O-Directed C-H functionalization via cobaltacycles: a sustainable approach for C-C and C-heteroatom bond formations.

This review focuses on providing comprehensive highlights of the recent advances in the field of cobalt-catalysed C-H functionalization and related synthetic concepts, relying on these through oxygen atom coordination. In recent years, 3d transition metal (Fe, Co, Cu & Ni) catalysed C-H functionalization reactions have received immense attention on account of its higher abundance and low cost, as compared to noble metals such as Ir, Rh, Ru and Pd. Among the first-row transition metals, cobalt is one of the extensively used metals for sustainable synthesis due to its unique reactivity towards the functionalization of inert C-H bonds. The functionalization of the inert C-H bond necessitates a proximal directing group. In this context, strongly coordinating nitrogen atom directed C-H functionalizations have been well explored. Nevertheless, strongly coordinating nitrogen-containing scaffolds, such as pyridine, pyrimidine, and 8-aminoquinoline, have to be installed and removed in a separate process. In contrast, C-H functionalizations through weakly coordinating atoms, such as oxygen, are largely underdeveloped. Since the oxygen atom is a part of many readily available functional groups, such as aldehydes, ketones, carboxylic acids, and esters, it could be used as directing groups for selective C-H functionalization reactions without any modification. Thus, the use of 3d transition metals, such as cobalt, along with weakly coordinating (oxygen) directing groups for C-H functionalization reactions are more sustainable, especially for the large-scale production of pharmaceuticals in industries. During the last decade, notable progress has been made using this concept. Nonetheless, almost all the reports are restricted to the formation of C-C and C-N bond. Therefore, there is a wide scope for developing this area for the formation of other bonds, such as C-X (halogens), C-B, C-S, and C-Se.
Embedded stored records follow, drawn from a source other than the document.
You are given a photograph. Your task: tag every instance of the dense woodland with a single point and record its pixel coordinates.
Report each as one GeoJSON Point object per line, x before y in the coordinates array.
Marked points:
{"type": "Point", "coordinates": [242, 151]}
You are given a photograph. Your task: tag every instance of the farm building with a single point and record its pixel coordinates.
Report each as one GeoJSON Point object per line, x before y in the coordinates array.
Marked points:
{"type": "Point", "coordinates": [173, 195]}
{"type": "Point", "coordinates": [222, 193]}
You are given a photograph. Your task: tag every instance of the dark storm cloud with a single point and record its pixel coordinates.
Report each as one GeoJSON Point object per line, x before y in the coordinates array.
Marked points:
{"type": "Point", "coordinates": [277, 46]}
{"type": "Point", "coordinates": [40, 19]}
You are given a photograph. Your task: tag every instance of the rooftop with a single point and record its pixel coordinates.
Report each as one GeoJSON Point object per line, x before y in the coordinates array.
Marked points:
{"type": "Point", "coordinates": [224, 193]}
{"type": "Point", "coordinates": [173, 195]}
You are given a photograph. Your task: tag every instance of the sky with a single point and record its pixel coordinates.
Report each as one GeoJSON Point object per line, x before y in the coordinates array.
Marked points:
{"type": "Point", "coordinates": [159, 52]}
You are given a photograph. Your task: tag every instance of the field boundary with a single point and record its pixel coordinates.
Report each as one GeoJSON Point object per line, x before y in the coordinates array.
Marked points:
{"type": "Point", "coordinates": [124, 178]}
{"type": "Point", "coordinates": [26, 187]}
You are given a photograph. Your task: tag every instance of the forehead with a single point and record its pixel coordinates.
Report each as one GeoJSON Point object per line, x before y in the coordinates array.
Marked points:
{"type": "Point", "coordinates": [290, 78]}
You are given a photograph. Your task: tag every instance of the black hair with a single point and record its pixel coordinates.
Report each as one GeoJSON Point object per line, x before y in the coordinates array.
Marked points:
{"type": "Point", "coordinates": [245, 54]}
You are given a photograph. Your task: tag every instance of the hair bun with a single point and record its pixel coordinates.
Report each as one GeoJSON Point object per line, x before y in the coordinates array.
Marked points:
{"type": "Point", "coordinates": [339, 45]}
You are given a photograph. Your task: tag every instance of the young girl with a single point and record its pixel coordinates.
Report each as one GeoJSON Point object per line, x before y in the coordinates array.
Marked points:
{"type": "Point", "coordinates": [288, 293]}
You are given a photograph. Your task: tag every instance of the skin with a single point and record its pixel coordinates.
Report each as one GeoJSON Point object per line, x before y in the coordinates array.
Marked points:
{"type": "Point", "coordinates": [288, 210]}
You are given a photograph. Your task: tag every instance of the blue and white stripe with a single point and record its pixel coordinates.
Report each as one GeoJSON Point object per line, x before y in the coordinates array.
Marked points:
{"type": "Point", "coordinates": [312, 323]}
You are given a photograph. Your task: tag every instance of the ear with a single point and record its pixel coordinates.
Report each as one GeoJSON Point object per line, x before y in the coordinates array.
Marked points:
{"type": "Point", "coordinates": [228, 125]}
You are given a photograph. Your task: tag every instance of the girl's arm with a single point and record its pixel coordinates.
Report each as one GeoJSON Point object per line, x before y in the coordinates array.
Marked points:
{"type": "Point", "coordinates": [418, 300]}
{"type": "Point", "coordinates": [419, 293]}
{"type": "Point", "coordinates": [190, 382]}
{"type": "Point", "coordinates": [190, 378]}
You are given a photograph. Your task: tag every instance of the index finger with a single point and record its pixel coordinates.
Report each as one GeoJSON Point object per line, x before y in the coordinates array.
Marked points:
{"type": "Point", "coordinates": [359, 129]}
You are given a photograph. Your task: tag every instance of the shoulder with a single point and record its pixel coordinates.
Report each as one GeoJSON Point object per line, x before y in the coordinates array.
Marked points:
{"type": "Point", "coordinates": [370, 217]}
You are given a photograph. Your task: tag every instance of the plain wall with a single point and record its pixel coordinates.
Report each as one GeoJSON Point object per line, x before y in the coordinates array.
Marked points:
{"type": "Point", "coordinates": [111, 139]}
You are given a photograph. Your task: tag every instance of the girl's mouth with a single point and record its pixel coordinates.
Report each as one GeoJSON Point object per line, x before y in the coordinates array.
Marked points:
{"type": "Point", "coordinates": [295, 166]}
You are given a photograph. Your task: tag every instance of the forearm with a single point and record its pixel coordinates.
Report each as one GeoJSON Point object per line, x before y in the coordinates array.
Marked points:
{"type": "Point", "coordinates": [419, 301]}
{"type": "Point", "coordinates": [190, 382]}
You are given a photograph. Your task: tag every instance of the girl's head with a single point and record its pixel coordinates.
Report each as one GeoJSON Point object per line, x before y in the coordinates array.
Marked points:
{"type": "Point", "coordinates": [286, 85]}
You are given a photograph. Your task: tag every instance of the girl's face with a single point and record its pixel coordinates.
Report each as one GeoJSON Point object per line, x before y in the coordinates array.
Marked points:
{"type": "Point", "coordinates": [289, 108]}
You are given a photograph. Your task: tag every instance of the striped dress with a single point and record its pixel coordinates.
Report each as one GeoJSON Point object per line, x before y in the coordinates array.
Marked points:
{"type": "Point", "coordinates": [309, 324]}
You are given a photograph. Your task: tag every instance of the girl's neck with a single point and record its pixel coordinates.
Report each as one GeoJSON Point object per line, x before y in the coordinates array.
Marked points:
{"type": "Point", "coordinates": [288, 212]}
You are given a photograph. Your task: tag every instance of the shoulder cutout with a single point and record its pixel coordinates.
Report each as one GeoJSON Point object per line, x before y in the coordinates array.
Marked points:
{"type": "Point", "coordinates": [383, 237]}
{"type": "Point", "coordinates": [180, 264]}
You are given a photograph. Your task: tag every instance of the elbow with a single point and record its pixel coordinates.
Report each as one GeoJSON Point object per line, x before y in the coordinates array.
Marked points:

Palladium-Catalyzed C-C Bond Activation of Cyclopropenone: Modular Access to Trisubstituted α,ß-Unsaturated Esters and Amides.

Strain-driven palladium/N-heterocyclic carbene-catalyzed C-C bond activation of diphenylcyclopropenone (DPC) has been explored for one-step access to trisubstituted α,ß-unsaturated esters and amides. The designed transformation works under mild conditions providing exclusively a single stereoisomer. Mechanistic studies support the oxidative addition of the C-C bond of cyclopropenone to in-situ-generated Pd(0) intermediate. We have proved that vinylic hydrogen in the product is coming from phenol/aniline through deuterium-labeling studies. Late-stage functionalization of bioactive molecules such as procaine, estrone, and hymecromone demonstrates the robustness of this protocol.